I claim this is a good specification (modulo the [...]) of the behaviour of 
"sqrt". Now tell me how you're going to generate code for sqrt from it, and
convince me that the code will be efficient, and that you have a *general*
mechanism that will do this for examples further removed from the Opening Book
of moves in the Specification Game.

I'll also think that the remark "specifying most programs is impossible" is
wrong. "bloody difficult, especially after the fact" is the predicate that
springs to mind.

Regards,
Kers.
--

Regards, Kers.
"If anything anyone lacks, they'll find it all ready in stacks."

ian@oravax.UUCP (Ian Sutherland) (01/13/90)

bzs@world.std.com (Barry Shein) writes:

>Yes, the flap in the early 80's was over automatic program
>verification. It seemed that DOD was considering putting $150M into
>this so the debate became quite bloody.

In this discussion, does the term "automatic program verification"
mean "FULLY automatic", that is, you just hand it the program and the
specification and it says "yes" or "no", or are we talking about
USER-GUIDED verification?

>I should think that the idea would be silly on the face of it... after
>all, wouldn't it need to have a subroutine that could solve the
>halting problem?

It depends on whether your specification language allows you to state
that the program halts, and it depends on whether your verifier is (in
the above sense) fully automatic.  If it does, and it is
(respectively) then there will be some programs that it gives an
incorrect answer for.  If the verifier is also allowed to answer "I
don't know", then it can always answer correctly but if so, must
sometimes answer "I don't know".
-- 
Ian Sutherland		ian%oravax.uucp@cu-arpa.cs.cornell.edu

Sans Peur

ian@oravax.UUCP (Ian Sutherland) (01/13/90)

In article <1990Jan12.030424.1397@world.std.com> oravax!cornell!batcomputer!rpi!zaphod.mps.ohio-state.edu!swrinde!cs.utexas.edu!yale!mintaka!bloom-beacon!bu.edu!bu-cs!xylogics!world!bzs bzs@world.std.com (Barry Shein) writes:
>The halting problem states (very roughly) "There exists at least one
>program who's halting conditions cannot be determined".

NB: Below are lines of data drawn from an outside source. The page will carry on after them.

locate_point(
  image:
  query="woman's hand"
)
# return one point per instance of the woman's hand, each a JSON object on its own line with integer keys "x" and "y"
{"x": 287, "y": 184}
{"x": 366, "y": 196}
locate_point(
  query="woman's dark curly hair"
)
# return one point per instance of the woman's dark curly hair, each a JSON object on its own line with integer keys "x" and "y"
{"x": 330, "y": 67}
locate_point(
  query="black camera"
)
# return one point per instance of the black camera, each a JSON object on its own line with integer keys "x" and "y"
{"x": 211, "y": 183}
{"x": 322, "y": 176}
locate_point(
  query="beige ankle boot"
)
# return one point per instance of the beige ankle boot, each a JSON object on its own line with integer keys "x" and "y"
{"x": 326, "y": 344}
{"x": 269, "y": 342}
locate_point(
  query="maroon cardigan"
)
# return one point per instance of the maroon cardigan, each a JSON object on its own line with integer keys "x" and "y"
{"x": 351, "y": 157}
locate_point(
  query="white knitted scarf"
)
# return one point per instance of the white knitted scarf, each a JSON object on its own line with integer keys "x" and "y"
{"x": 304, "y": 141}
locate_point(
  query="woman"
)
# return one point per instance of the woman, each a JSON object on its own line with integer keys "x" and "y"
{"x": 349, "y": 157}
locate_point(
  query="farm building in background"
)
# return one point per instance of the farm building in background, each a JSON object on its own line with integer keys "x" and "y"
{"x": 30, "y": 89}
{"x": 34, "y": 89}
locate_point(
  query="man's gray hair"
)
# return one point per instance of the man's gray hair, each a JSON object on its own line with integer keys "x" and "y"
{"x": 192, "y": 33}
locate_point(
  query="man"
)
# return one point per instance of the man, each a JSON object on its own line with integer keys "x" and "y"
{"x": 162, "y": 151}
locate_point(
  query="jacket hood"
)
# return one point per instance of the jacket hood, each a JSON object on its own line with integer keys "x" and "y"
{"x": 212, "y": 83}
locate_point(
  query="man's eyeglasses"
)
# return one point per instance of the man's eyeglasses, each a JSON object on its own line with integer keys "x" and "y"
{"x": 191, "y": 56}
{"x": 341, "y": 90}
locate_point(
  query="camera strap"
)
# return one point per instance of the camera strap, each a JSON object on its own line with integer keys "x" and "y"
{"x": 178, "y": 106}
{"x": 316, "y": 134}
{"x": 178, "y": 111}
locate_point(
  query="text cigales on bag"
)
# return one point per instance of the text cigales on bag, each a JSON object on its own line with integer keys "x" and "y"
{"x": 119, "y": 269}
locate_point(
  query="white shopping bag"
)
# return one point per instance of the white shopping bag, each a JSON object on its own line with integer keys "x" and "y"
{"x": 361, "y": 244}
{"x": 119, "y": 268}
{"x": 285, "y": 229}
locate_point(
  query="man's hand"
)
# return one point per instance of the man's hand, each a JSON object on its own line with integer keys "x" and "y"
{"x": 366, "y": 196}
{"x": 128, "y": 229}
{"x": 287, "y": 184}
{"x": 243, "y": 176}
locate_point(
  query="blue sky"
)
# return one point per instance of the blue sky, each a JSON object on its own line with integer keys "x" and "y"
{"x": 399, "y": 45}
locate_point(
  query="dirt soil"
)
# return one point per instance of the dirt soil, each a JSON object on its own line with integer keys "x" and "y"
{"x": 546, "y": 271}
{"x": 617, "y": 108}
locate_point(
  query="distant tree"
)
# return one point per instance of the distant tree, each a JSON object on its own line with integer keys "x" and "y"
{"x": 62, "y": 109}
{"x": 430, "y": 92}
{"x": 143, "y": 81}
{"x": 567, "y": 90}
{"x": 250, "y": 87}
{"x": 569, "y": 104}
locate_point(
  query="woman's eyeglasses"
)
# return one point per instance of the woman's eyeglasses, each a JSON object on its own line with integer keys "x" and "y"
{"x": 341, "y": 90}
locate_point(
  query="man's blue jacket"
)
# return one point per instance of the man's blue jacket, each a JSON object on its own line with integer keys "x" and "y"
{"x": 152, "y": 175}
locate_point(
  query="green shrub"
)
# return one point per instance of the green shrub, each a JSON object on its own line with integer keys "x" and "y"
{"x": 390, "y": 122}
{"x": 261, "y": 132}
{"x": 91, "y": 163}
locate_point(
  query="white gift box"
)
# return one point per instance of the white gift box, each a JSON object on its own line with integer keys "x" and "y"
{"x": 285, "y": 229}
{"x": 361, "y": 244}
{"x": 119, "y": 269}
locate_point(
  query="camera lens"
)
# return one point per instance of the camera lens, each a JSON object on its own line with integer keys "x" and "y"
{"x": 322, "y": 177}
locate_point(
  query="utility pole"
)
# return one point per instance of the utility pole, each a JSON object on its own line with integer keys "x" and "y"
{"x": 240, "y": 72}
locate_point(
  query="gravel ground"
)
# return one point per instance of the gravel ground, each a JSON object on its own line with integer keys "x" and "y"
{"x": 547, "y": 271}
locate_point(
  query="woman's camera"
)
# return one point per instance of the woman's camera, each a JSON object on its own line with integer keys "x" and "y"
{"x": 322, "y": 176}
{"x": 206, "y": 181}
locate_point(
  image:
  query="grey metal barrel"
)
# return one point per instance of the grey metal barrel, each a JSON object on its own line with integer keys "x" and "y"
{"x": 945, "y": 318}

This a little TOO rough for me.  To speak roughly, but a little less
roughly than above, the unsolvability of the halting problem states
that there is no recursive procedure which will take a program P and an
input I and tell you whether P halts if started on I.  For a given
recursive procedure, there is always some P and some I such that the
given recursive procedure gives the wrong answer.  The particular P
and I depend on the recursive procedure, they are not fixed for all
time.

>Computer science education makes far too much of this interesting
>observation and seems to leave people forever without hope that any
>automatic examination of a loop can be fruitful (e.g. in a debugging
>compiler.)

Yes, I agree wholeheartedly.  In fact, I think the recursive
unsolvability of the halting problem has little to do with the
practical concerns of computing or verification.
-- 
Ian Sutherland		ian%oravax.uucp@cu-arpa.cs.cornell.edu

Sans Peur

kers@hplb.hpl.hp.com (Kers) (01/16/90)

joshua@athertn.Atherton.COM (Flame Bait) writes:

| kers@hplb.hpl.hp.com (Kers) [that's me] writes:
|  >I'll also think that the remark "specifying most programs is impossible" is
|   >wrong. "bloody difficult, especially after the fact" is the predicate that
|   >springs to mind.
|
|   No problem.  Specifiy the following programs, in a machine readable
|   format useful to a program verifier.  These should be commerical products,
|   so they must look good and feel good so that people want to use them:

Let me admit that I don't have a verifier to hand, so the machine-readability
of any specification I might supply is a little beside the point. (There are
any number of specification languages one might use, with varying degrees of
accessibilility and surface-level checking.)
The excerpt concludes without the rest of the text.